Traditionally, linkage analyses can detect the causal individual QTLs and epistasis. Linkage mapping has discovered many QTLs affecting various quantitative traits. Because of the recent development of high-throughput genotyping technologies and identification of highly dense SNPs44, SNP markers have been commonly used in genome research45, bioinformatics and bio-computation studies46, genetic study of complex traits47, and population genetics of human beings48. As compared with linkage analyses, association analyses based on SNP markers have several advantages. Firstly, the QTS association mapping can be applied in different populations. QTL linkage mapping is realized by determining the probability of three genotypes (QQ, Qq, and qq), supposing the existence of linkage between the flanking markers and the unobserved loci. However, in artificially generated lines such as recombinant inbreeding lines (RILs) or doubled haploid lines (DHLs) derived from two parental lines, the abundant recombination may eliminate linkage over generations. Besides, it may be difficult to infer the probability of three genotypes in mapping QTLs for populations derived from multiple parental lines. The QTS association analyses rely on the retention of adjacent DNA variants over many generations. As a result, it is appropriate to detect loci for natural populations and complicated experimental designs by QTS association analyses.
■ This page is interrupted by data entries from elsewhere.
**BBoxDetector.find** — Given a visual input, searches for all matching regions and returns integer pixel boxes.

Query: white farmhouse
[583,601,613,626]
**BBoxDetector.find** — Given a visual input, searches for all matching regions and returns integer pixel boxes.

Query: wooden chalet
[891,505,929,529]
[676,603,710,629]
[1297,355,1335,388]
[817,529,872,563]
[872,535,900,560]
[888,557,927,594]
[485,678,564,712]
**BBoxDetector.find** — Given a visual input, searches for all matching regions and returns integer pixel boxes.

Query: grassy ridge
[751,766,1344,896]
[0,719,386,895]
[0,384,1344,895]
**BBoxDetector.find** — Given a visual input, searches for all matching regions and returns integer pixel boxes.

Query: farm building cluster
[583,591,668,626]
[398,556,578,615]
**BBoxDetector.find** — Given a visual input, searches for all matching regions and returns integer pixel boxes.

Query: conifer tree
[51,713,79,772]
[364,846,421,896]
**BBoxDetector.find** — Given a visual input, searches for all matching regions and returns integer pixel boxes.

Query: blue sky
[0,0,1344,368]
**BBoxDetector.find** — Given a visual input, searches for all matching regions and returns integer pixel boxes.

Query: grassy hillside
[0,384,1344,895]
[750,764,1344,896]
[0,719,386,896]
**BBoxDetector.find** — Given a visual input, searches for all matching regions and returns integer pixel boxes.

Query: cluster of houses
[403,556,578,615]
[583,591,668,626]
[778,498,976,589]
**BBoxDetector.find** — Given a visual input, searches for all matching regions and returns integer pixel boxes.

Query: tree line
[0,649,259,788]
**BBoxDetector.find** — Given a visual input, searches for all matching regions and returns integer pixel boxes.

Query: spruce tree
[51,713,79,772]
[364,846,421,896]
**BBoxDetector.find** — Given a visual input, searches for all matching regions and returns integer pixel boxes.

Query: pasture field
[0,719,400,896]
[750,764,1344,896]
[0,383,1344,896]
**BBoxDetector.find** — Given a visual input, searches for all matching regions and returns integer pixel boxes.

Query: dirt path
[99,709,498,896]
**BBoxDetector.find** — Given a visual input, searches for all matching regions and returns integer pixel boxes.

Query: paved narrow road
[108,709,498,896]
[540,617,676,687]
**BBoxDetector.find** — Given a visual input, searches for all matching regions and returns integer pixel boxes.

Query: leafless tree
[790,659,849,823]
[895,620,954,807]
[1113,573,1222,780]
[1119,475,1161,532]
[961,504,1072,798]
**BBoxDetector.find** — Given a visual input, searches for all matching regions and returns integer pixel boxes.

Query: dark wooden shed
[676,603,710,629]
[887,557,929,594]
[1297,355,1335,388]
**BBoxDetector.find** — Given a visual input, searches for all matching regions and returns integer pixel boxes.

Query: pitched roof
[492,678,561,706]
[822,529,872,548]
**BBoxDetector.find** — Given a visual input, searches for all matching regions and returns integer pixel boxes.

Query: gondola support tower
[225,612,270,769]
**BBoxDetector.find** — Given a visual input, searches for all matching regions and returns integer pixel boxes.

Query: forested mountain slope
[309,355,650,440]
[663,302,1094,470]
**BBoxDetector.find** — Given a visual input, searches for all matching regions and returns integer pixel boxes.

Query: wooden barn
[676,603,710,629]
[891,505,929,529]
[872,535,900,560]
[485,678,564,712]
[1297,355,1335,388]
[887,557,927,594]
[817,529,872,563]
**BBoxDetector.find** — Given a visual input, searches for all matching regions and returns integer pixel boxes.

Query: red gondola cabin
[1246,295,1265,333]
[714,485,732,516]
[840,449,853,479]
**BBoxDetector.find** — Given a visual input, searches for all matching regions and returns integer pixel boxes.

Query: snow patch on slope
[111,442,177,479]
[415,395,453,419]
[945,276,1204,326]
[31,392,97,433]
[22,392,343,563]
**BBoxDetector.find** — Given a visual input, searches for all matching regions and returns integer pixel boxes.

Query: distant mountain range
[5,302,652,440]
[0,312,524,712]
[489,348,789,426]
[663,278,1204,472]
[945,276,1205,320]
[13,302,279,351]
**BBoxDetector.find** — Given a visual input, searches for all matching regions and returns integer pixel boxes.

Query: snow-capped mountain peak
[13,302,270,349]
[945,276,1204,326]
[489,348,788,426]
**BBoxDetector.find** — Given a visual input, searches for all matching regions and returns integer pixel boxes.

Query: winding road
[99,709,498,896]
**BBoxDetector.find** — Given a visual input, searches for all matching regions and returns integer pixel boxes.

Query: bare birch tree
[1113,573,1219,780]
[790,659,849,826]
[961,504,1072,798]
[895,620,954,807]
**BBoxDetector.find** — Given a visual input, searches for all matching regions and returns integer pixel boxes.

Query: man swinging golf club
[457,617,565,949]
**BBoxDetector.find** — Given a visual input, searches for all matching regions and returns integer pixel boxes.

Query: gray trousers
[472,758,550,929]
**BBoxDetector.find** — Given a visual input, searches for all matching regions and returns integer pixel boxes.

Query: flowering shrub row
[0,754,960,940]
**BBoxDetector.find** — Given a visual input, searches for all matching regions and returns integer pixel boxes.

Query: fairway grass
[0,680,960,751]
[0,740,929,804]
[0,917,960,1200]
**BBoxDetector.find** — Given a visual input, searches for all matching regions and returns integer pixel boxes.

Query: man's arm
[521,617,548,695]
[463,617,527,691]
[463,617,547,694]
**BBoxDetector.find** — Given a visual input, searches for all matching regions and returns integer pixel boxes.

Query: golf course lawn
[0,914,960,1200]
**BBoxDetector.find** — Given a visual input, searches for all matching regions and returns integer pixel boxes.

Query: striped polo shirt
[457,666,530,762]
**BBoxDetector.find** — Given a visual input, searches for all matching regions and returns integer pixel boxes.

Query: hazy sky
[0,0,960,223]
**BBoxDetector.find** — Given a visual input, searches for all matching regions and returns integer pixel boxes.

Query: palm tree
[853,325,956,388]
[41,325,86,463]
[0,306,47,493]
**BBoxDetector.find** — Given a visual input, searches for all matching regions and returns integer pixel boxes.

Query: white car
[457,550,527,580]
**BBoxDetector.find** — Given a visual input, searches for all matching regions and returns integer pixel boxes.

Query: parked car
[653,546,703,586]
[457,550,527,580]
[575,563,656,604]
For advanced populations, such as recombinant inbred lines (RILs) and near-isogenic lines (NILs), the linkage between the flanking markers and unobserved markers is reduced, as a few generations increase the recombination frequency49. This change may decrease the statistical power for detection of QTLs by the linkage analyses, because the reduced linkage may influence the prediction of three genotypes’ probability. On the contrary, because of the high density of SNP markers and observed genotypes, the association methods can detect QTSs efficiently, even QTSs with small heritability. From the results of simulations, it is revealed that the association analyses have higher statistical power than the linkage analyses, especially for loci with small heritability, such as Q2 and Q5 in Table S2. As shown in Fig. 2, higher peaks suggest that candidate loci may be detected more certainly by QTS association mapping. Furthermore, the candidate gene regions identified by QTL mapping may be large, encompassing hundreds or even thousands of genes. By contrast, the association analysis, drawing from historic recombination, may narrow the trait-associated regions to only one gene or gene fragment. In the Monte Carlo simulations, the individual QTL Q5 in Table S2 had the smallest heritability. The QTS association analyses obtained smaller SEs of estimated position than the QTL linkage analyses. In addition, when analyzing the data of the mouse on chromosome 11, the QTS association mapping detected two significant SNPs in the region of the QTL mapped by the linkage study. It is revealed that QTS association analysis has advantages over linkage analysis for efficiency and accuracy in mapping loci.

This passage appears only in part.